Liputan6.com, Jakarta Managing Director Energy Shift Institute Putra Adhiguna menyoroti program hilirisasi nikel di Indonesia, dimana salah satu misinya untuk berpartisipasi dalam produksi baterai kendaraan listrik dunia.
Ia menilai Indonesia masih perlu lebih menggenjot produksi nikel sebagai komponen baterai kendaraan listrik. Menurut perkiraannya, kapasitas produksi komoditas bahan mentah tersebut untuk industri electric vehicle (EV) global di 2024 masih terlampau kecil.
Advertisement
"Energy Shift Institute memperkirakan tahun ini Indonesia hanya akan memiliki 10 gigawatt hour (GWh), atau kurang dari 0,4 persen kapasitas produksi baterai global 2.800 GWh," ujar Putra dalam keterangan tertulis, Jumat (9/2/2024).

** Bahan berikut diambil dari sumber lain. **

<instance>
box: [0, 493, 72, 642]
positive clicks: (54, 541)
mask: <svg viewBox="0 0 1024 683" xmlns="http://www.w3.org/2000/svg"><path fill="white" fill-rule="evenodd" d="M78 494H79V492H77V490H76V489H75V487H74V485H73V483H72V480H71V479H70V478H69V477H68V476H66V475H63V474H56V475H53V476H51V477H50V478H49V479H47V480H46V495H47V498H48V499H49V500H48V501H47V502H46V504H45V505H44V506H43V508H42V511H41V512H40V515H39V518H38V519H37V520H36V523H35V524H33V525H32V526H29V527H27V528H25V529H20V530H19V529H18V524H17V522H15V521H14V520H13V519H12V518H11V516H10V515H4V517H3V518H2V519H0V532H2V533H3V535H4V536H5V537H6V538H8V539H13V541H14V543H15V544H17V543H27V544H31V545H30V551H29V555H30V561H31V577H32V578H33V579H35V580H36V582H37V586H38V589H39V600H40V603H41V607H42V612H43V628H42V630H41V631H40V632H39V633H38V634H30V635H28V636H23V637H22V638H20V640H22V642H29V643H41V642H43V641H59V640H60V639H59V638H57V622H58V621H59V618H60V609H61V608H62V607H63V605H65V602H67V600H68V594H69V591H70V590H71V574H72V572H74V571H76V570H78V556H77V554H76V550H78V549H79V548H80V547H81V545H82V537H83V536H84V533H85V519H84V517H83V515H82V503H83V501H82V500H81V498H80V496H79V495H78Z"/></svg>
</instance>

"Dengan kapasitas global diperkirakan meningkat dua kali lipat menuju 2030, sangat jelas Indonesia tertinggal jauh di belakang, meski produksi nikelnya meningkat lebih dari delapan kali lipat sejak 2015," imbuh dia.
Putra menganggap isu perihal pemasukan modal asing untuk membangun ekosistem baterai kendaraan listrik kerap mengaburkan skala investasi yang sebenarnya untuk produksi baterai. Tersamarkan dalam angka investasi untuk produk setengah jadi.
"Kemajuan memang mulai terjadi dari bahan mentah menuju produk setengah jadi untuk industri baterai. Meski saat ini, sekitar tiga perempat ekspor nikel masih berkaitan dengan industri baja tahan karat," ungkapnya.
"Namun, ketika Indonesia perlahan merangkak naik dalam rantai pasok industri baterai dan KBLBB (kendaraan bermotor listrik berbasis baterai), perlombaan di antara negara-negara lain sudah berjalan kencang," tegas dia.
Lebih Cepat dari Permintaan
Oleh karenanya, Putra menekankan, penting untuk dicatat bahwa pertumbuhan kapasitas produksi baterai dunia berlangsung lebih cepat dibandingkan permintaan.
Sebagai contoh, dalam semester pertama 2023 lalu, pabrik baterai di China secara rata-rata beroperasi kurang dari 45 persen kapasitas produksinya, seiring dengan terus dibangunnya kapasitas di China.
Ditambah dengan dorongan agresif dari Amerika Serikat dan Uni Eropa untuk mengembangkan industri mereka, maka persaingan untuk investasi akan semakin keta meski dalam pasar yang terus tumbuh.
"Sejauh ini, nilai tambah berbagai produk nikel Indonesia berkisar antara dua hingga 11 kali lipat dibanding produk mentahnya. Namun, nilai ini masih jauh di bawah nilai tambah yang lebih dari 60 kali lipat jika mencapai produksi baterai," tuturnya.